The pace of vaccine rollout in Europe is slower than in the United Kingdom. People have reported taking the AstraZeneca vaccine after European leaders questioned its effectiveness.
Merkel was asked by the German newspaper Frankfurter Gaeljemin whether she would receive a dose of the AstraZeneca vaccine to understand if such a vaccine was not effective in Europe.
The chancellor said she would not get the vaccine because it was not valid for people over 65 in Germany. “I am 66 years old and not of the recommended group for AstraZeneca,” he told the paper.
Recent trials in Scotland have linked the drastic drop in the risk of hospitalization in the elderly to the AstraZeneca vaccine.
More than 1.4 million doses of the AstraZeneca vaccine are sitting on storage in Germany, while healthcare workers have given only 240,000 doses, Thomas Mertens, who chairs Germany’s standing commission on the vaccine, said this week, according to a New Scientist report.
“We are working very hard on this issue and trying to persuade people to accept the vaccine and really gain the trust of the population in the vaccine,” Mertens told BBC Radio 4’s “Today” program.
“But you know, this is also a kind of mental problem, and unfortunately, it will take some time to reach this goal,” he said.
The German newspaper Handelsblatt recently published a report, citing unnamed German health officials, saying that the astraZeneca vaccine is effective in only 8% of the elderly.

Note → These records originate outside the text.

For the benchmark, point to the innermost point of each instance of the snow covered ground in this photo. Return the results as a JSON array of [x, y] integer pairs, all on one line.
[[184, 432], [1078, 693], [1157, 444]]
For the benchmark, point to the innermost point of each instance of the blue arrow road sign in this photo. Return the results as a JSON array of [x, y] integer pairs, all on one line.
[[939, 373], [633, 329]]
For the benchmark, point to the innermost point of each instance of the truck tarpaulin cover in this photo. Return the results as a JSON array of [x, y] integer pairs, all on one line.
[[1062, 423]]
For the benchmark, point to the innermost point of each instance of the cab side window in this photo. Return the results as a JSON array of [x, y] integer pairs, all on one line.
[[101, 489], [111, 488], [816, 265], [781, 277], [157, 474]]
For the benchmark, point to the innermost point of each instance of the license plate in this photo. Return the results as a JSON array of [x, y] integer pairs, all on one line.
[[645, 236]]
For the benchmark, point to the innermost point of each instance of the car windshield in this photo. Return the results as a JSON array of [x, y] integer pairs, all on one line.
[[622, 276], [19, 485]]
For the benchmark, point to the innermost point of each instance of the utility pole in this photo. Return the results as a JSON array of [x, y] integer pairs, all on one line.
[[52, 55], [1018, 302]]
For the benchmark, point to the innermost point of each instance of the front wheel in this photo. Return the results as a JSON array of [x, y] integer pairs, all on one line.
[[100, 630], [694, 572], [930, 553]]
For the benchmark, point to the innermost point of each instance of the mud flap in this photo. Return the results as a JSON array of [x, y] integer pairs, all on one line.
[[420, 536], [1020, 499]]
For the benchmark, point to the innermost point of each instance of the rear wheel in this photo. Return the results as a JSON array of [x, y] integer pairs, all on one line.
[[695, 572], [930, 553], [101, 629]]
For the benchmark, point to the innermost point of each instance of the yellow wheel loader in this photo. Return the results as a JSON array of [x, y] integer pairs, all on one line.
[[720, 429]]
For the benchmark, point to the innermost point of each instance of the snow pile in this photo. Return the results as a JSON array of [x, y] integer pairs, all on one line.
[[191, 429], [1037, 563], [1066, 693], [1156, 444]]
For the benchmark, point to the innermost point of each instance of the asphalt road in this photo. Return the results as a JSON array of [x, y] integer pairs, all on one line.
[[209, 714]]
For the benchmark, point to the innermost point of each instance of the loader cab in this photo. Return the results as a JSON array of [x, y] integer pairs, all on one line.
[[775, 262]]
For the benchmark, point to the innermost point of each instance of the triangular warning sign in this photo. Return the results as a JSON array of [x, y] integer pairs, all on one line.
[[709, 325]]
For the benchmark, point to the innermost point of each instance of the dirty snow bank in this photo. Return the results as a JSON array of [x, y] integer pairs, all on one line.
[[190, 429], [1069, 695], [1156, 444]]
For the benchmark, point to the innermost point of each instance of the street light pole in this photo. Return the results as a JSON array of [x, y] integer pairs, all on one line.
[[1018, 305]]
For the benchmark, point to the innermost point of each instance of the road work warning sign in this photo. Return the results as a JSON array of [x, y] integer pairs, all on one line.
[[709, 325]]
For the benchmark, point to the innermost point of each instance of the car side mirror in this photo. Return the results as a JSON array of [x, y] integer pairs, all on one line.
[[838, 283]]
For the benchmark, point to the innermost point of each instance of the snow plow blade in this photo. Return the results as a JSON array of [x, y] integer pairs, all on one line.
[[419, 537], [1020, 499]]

The fact-checking website Fulfect said Handelsblatt’s report was “unreliable” and was denied by the German government and AstraZeneca.

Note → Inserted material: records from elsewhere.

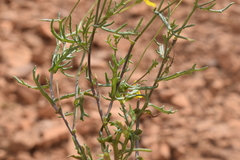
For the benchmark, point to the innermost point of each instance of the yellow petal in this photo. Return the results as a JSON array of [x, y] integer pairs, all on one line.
[[149, 3]]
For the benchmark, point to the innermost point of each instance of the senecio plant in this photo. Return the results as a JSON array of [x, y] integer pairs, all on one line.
[[119, 140]]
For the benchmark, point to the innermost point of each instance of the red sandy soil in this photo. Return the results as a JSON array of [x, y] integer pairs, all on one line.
[[206, 126]]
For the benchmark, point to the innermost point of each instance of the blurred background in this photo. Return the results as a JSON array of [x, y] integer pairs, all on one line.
[[206, 126]]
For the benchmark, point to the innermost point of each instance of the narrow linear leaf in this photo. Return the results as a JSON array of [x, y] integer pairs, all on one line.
[[178, 74], [161, 109]]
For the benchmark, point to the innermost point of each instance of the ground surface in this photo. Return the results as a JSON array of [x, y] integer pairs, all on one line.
[[207, 126]]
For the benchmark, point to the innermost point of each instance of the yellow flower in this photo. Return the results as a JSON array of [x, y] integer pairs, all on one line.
[[149, 3]]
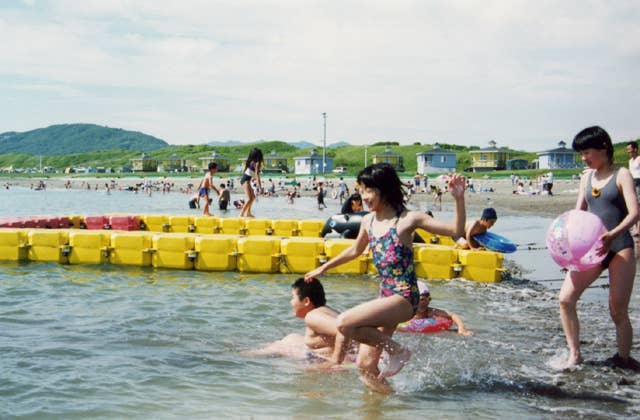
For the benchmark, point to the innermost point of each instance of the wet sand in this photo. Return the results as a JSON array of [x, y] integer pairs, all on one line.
[[502, 198]]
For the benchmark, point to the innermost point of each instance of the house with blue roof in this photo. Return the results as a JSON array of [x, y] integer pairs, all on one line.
[[559, 158]]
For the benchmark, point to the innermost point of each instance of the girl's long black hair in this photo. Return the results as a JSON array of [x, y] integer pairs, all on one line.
[[255, 155], [384, 178], [593, 138]]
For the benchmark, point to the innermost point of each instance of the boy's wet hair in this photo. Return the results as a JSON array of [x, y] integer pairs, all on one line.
[[489, 214], [313, 290], [593, 138], [384, 178]]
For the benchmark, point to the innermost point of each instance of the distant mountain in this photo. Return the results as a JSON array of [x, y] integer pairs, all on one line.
[[338, 144], [67, 139], [303, 144], [298, 144], [226, 143]]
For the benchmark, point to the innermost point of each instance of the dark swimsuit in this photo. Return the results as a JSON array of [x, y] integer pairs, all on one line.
[[247, 176], [611, 209], [394, 261]]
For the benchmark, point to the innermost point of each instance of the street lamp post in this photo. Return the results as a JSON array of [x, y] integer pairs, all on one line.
[[365, 155], [324, 144]]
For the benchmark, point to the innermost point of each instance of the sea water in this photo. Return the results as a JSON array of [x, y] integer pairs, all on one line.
[[115, 341]]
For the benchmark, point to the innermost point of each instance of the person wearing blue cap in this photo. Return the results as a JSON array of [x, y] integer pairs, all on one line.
[[426, 311], [488, 218]]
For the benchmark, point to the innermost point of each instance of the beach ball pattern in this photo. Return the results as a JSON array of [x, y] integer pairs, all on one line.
[[574, 238]]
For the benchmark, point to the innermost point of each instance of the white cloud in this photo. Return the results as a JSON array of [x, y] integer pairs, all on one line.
[[458, 72]]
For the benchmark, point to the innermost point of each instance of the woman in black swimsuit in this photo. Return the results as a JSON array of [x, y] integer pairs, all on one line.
[[608, 192]]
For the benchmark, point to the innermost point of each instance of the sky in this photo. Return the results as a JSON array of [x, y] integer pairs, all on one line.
[[525, 74]]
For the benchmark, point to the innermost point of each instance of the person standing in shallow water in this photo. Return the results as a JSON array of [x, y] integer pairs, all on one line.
[[251, 170], [608, 192], [388, 230]]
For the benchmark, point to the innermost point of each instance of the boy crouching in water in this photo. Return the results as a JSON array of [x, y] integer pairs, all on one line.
[[487, 220], [308, 302]]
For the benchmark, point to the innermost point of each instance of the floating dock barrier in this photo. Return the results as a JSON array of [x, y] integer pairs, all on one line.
[[219, 244]]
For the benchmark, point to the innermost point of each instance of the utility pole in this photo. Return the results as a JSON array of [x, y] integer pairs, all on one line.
[[365, 155], [324, 144]]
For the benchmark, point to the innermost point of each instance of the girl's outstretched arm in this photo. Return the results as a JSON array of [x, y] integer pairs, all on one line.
[[454, 228], [348, 254]]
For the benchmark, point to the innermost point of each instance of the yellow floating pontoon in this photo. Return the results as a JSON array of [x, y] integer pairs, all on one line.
[[227, 244]]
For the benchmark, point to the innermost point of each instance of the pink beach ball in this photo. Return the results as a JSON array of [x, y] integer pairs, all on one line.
[[574, 238]]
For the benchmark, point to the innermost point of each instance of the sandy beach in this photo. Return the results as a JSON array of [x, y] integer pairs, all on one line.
[[502, 197]]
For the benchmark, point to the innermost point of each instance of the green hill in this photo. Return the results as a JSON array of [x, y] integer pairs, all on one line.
[[68, 139]]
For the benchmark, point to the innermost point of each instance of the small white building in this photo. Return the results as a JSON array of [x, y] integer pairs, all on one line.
[[436, 160], [312, 164], [560, 157]]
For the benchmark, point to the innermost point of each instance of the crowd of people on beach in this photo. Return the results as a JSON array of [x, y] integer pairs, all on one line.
[[364, 333]]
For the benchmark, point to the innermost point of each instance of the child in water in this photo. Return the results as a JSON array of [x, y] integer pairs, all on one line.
[[308, 302], [487, 220], [424, 311], [251, 169], [388, 229], [607, 191]]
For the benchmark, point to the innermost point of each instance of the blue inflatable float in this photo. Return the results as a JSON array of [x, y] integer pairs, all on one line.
[[495, 242]]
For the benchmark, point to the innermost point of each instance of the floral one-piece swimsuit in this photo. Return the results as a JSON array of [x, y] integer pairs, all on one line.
[[394, 261]]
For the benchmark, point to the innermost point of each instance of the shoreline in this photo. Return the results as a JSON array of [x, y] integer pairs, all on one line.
[[502, 198]]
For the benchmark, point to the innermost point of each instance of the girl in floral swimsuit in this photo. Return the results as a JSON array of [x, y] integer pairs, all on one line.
[[388, 230]]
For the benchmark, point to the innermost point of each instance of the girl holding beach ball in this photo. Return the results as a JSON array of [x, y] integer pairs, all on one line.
[[608, 192]]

Merkel described the “acceptance problem” with the vaccine, which she said was “effective and safe.” He added that the Germans could not choose which vaccine they could receive.
“AstraZeneca is a reliable vaccine, effective and safe, approved by the European Medicines Agency and recommended in Germany up to the age of 65,” he told Frankfurter Gejljamin. “All officials are telling us that this vaccine can be trusted. As long as these vaccines are currently so rare, you can’t choose the vaccine you want to fight.”

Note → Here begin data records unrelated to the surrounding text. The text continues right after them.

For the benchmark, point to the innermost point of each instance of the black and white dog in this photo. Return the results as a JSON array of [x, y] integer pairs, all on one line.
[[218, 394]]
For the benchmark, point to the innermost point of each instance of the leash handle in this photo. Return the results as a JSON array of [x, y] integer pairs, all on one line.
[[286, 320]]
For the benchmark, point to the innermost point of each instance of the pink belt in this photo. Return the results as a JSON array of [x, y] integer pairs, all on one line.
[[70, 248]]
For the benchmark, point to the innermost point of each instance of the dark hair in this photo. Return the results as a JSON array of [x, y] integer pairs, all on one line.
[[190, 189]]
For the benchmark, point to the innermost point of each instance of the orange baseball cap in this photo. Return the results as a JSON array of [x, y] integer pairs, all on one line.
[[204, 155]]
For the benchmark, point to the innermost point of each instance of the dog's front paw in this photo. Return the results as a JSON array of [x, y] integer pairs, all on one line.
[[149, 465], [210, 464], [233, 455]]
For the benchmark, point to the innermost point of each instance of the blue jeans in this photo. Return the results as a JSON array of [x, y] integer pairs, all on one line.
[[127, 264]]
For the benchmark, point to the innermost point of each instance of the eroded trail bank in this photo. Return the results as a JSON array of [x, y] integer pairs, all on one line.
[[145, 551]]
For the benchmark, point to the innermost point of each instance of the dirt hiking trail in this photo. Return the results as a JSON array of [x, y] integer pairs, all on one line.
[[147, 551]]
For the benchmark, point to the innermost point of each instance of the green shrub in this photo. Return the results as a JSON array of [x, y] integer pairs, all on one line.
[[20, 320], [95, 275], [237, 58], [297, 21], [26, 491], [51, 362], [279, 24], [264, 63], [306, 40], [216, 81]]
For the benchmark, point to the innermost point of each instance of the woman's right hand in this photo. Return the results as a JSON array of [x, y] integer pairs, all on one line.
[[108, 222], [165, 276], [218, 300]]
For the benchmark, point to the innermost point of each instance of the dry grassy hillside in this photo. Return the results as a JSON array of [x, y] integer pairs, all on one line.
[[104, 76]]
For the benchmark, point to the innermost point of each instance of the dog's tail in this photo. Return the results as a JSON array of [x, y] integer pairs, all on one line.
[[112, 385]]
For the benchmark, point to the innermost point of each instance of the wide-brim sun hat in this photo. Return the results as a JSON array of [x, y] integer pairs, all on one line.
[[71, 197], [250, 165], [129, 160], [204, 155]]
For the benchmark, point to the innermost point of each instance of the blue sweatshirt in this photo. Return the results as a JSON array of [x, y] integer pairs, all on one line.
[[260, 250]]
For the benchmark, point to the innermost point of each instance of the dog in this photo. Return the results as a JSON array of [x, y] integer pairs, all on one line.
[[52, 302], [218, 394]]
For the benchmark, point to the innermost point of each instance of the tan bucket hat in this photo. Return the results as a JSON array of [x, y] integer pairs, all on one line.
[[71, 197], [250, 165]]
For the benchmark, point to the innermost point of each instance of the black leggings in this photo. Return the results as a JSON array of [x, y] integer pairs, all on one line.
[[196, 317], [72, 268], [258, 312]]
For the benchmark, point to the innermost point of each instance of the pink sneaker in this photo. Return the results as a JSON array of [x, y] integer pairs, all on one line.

Since France faced such problems, President Emmanuel Macron has suggested without evidence that the AstraZeneca vaccine is “semi-ineffective” in people over 65 years of age.
France’s health ministry said on Tuesday that only 107,000 Astrazeneca jobs had been given in the first two weeks of the vaccine rollout, despite the French newspaper La Telegram reporting that more than 700,000 doses had been received in the country.
Officials from Austria, Belgium and Italy have also begun to show some resistance to the British vaccine, France 24 reports.